Date: Mon, 5 Mar 2018 16:50:23 -0500
To: Sergio Traldi <sergio.traldi@pd.infn.it>
Cc: linux-nfs@vger.kernel.org
Subject: Re: NFS sync and async mode
Message-ID: <20180305215023.GB29226@fieldses.org>
References: <b4b5c9d2-409f-fbd3-4b87-7b4ae41427cf@pd.infn.it>
MIME-Version: 1.0
Content-Type: text/plain; charset=utf-8
In-Reply-To: <b4b5c9d2-409f-fbd3-4b87-7b4ae41427cf@pd.infn.it>
From: bfields@fieldses.org (J. Bruce Fields)
Sender: linux-nfs-owner@vger.kernel.org

This should be on a FAQ or something.  Anyway, because I've been
thinking about it lately:

On an NFS filesystem, creation of a new file is a synchronous operation:
the client doesn't return from open()/creat() until it's gotten a
response from the server, and the server isn't allowed to respond until
it knows that the file creation has actually reached disk--so it'll
generally be waiting for at least a disk seek or two.

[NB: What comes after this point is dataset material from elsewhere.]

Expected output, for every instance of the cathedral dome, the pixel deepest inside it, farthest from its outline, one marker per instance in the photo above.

Also when it finishes writing a file and closes it, the close() has to
wait again for the new data to hit disk.

That's probably what dominates the runtime in your case.  Take the
number of files in that tarball and divide into the total runtime, and
the answer will probably be about the time it takes to create one file
and commit the write data on close.

As you know, exporting with async is not recommended--it tells the
server to violate the protocol and lie to the client, telling it that
the client that stuff has reached disk when it hasn't really.  This
works fine until you have a power outage and a bunch of files that the
file has every right to believe were actually sync'd to disk suddenly
vanish....

Other possible solutions/workarounds:

	- use storage that can commit data to stable storage very
	  quickly: this is what most "real" NFS servers do, generally I
	  think by including some kind of battery-backed RAM to use as
	  write cache.  I don't know if this is something your HP
	  controllers should be able to do.

	  The cheapo version of this approach that I use for my home
	  server is an SSD with capacitors sufficient to destage the
	  write cache on shutdown.  SSDs marketed as "enterprise" often
	  do this--look for something like "power loss protection" in
	  the specs.  Since I was too cheap to put all my data on SSDs,
	  I use an ext4 filesystem on a couple big conventional drives,
	  mounted with "data=journal" and an external journal on an SSD.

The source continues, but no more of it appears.